É com a articulação dessas duas influências que titulei este memorial: Memórias de uma moça mal comportada:

uma vida inesperada. Divido o texto em cinco inesperados que foram determinantes em minha trajetória formativa, mais ainda para a construção da acadêmica que sou hoje na UFRN.

Em o Primeiro inesperado: de classe média burguesa à trabalhadora da educação, trato sobre uma menina que, nascida na classe média burguesa em 1966, neta de um coronel da polícia militar, pelo lado de mãe e de uma matriarca batista, pelo lado do pai, chega à trabalhadora da educação e mãe solo aos 21 anos de idade.

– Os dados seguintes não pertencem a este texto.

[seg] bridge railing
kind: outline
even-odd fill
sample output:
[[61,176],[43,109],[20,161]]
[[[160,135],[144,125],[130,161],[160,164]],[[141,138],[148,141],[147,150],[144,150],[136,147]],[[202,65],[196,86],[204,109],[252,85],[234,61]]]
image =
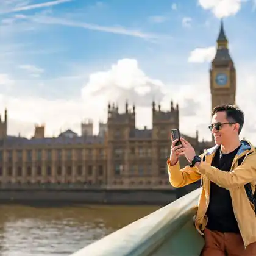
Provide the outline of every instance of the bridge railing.
[[[203,240],[193,226],[193,219],[201,190],[198,188],[190,193],[71,256],[185,255],[188,252],[188,255],[199,255]],[[183,233],[180,233],[182,230]],[[172,244],[171,248],[168,244],[166,246],[166,243]],[[190,244],[183,244],[185,243],[190,246],[193,243],[193,249],[190,249]],[[185,247],[189,251],[184,252],[182,248]],[[167,251],[163,252],[163,250]],[[179,254],[177,251],[174,252],[174,250],[178,250]]]

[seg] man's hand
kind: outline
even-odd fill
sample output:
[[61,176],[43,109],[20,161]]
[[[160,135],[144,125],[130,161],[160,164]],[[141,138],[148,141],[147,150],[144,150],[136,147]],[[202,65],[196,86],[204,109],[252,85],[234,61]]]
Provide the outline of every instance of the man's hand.
[[171,146],[171,155],[170,155],[170,164],[171,165],[174,165],[178,160],[179,157],[182,151],[180,149],[182,148],[182,145],[179,145],[175,146],[175,144],[178,142],[179,140],[174,140]]
[[196,156],[194,148],[184,138],[180,138],[180,141],[183,147],[179,149],[179,155],[185,155],[187,160],[191,163]]

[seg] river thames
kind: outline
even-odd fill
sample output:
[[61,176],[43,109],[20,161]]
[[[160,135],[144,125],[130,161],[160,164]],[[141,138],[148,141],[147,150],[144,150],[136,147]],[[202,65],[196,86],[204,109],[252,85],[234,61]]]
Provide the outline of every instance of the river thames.
[[160,207],[2,205],[0,255],[69,255]]

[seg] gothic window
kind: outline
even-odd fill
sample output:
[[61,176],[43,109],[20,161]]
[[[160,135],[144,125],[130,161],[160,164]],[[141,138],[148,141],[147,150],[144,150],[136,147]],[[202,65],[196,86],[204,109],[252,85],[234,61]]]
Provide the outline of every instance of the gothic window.
[[77,168],[77,174],[78,176],[81,176],[83,173],[83,169],[82,168],[82,165],[79,165]]
[[17,176],[22,176],[22,167],[18,166],[17,169]]

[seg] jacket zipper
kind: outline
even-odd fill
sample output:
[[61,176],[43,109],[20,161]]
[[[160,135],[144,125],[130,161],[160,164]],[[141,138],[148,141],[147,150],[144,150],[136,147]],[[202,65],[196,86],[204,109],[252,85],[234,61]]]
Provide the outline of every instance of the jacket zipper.
[[[249,152],[247,152],[246,154],[244,154],[244,155],[243,155],[243,154],[242,154],[242,155],[241,155],[240,157],[236,157],[236,159],[234,159],[234,160],[233,161],[233,163],[232,163],[232,166],[231,166],[231,169],[232,169],[233,166],[233,165],[234,165],[235,163],[235,162],[236,162],[238,160],[238,159],[239,159],[240,158],[242,157],[243,155],[245,155],[244,158],[244,160],[243,160],[243,162],[244,162],[244,161],[245,160],[245,159],[246,158],[246,157],[247,156],[248,153],[249,153]],[[231,171],[231,170],[230,170],[230,171]],[[230,193],[230,192],[229,192],[229,193]],[[235,218],[236,218],[236,221],[237,221],[237,222],[238,222],[238,220],[237,220],[237,218],[236,218],[236,212],[235,212],[235,211],[234,210],[234,209],[233,209],[233,212],[234,212],[235,216]],[[238,227],[239,227],[239,224],[238,224]],[[242,236],[243,241],[243,243],[244,243],[244,250],[245,250],[245,251],[246,251],[246,246],[245,245],[244,238],[244,237],[243,237],[243,236],[242,232],[241,232],[241,230],[240,230],[240,227],[239,227],[239,229],[240,229],[240,235],[241,235],[241,236]]]

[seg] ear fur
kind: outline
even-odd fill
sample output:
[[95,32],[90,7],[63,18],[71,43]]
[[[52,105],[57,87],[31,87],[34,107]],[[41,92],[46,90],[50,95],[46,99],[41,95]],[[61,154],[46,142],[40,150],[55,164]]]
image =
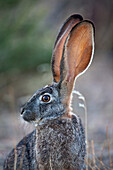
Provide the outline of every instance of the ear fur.
[[60,63],[64,48],[65,40],[71,31],[71,29],[82,21],[83,18],[81,15],[74,14],[71,15],[63,24],[60,29],[60,32],[56,38],[53,54],[52,54],[52,73],[53,73],[53,81],[59,82],[60,80]]
[[60,64],[62,93],[69,96],[75,77],[84,73],[91,64],[94,53],[94,25],[84,20],[70,31],[64,45]]

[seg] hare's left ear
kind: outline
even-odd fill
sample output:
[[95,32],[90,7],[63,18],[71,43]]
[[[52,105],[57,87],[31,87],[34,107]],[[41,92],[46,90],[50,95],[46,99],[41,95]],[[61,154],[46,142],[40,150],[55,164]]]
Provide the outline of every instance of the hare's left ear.
[[69,33],[60,64],[60,84],[68,97],[74,80],[85,72],[90,65],[94,52],[94,25],[91,21],[82,21]]
[[83,18],[79,14],[73,14],[71,15],[63,24],[61,27],[59,34],[56,38],[55,45],[53,48],[53,54],[52,54],[52,73],[53,73],[53,81],[59,82],[60,80],[60,63],[61,58],[63,54],[63,47],[65,40],[71,31],[71,29],[80,21],[82,21]]

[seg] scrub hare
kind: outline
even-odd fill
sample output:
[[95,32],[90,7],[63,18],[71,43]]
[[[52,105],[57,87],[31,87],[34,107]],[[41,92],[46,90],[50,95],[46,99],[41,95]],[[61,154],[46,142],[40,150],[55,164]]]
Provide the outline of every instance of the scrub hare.
[[70,16],[60,29],[52,54],[53,83],[39,89],[21,116],[36,129],[24,137],[4,163],[4,169],[82,170],[85,135],[80,118],[71,112],[75,79],[90,65],[94,26],[80,15]]

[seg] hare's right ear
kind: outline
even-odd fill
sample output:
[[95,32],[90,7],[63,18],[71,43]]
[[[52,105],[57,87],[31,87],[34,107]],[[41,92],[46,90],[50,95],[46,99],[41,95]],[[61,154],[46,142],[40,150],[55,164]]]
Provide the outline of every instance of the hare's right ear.
[[71,15],[63,24],[60,29],[60,32],[56,38],[53,54],[52,54],[52,73],[53,73],[53,81],[59,82],[60,80],[60,63],[63,54],[63,47],[65,40],[71,31],[71,29],[82,21],[83,18],[81,15],[74,14]]

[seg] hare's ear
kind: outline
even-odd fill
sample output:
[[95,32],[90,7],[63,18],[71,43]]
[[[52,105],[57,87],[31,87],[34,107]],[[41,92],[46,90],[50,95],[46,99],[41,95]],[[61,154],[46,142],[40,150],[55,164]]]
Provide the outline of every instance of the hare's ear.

Experiências e marcadores que transformam o meu olhar sobre a educação brasileira e suas formas de exclusão, o universo feminino, e principalmente, o país onde eu estava vivendo.

No Segundo inesperado: a mudança de estado e de realidade sociocultural e o encontro com a academia e com a Teoria das Representações Sociais, trato de como a mudança de estado e o contato com a universidade pública, mais especificamente com a Teoria das Representações Sociais e os programas de formação de professores, me ajudaram a qualificar o meu pensar, com isso as minhas propostas de investigação e a minha compreensão crítica do fenômeno educativo, em especial no Nordeste brasileiro.

Em o Terceiro inesperado: ser professora concursada numa universidade federal, procuro fazer uma reflexão crítica sobre a finalização de meu doutoramento e o desemprego que assola tão alta formação, a busca de oportunidade no sudeste do país, o confronto com a realidade do ensino superior privado e o retorno ao universo público, possível devido às mudanças de perspectivas políticas do novo governo, a partir de 2003. A partir de 2004, já como professora concursada do quadro efetivo da UFRN, na área de Fundamentos da Educação e Didática, circunstancio a minha consolidação como professora, pesquisadora e gestora no Departamento de Educação do Centro de Ciências Sociais Aplicadas da UFRN e, em seguida, no Departamento de Fundamentos e Políticas da Educação do Centro de Educação.

O Quarto inesperado: a Pró-reitoria de Graduação – ser adjunta de uma pasta complexa me remete a uma experiência mais recente (2015-2019), mas profundamente impactante para pensar a universidade pública como um todo, mais especificamente a UFRN, suas decisões e encaminhamentos no que se refere ao ensino de graduação, aos seus dilemas, dificuldades, desafios e busca de soluções. Essa experiência mais profundamente me possibilitou uma reflexão sobre a formação do professor e seu impacto na formação geral e profissional dos graduandos, bem como sobre as diferentes

concepções formativas que povoam as práticas pedagógicas dentro da universidade pública.

Para finalizar, busco em o Quinto inesperado: Ser pro-fessora titular no contexto atual, uma proposta de trabalho para mais 10 anos de carreira fazer uma reflexão sobre como, a partir de agora, sendo aprovada ou não como professora titular, pretendo configurar as linhas de continuidade na construção da minha trajetória como professora universitária em uma universidade pública diante do contexto sociopolítico no qual estamos inseridos, que deverá durar no mínimo mais três anos. Desta forma, atendo também ao proposto na legislação, anunciada no início desta introdução como Plano de Trabalho.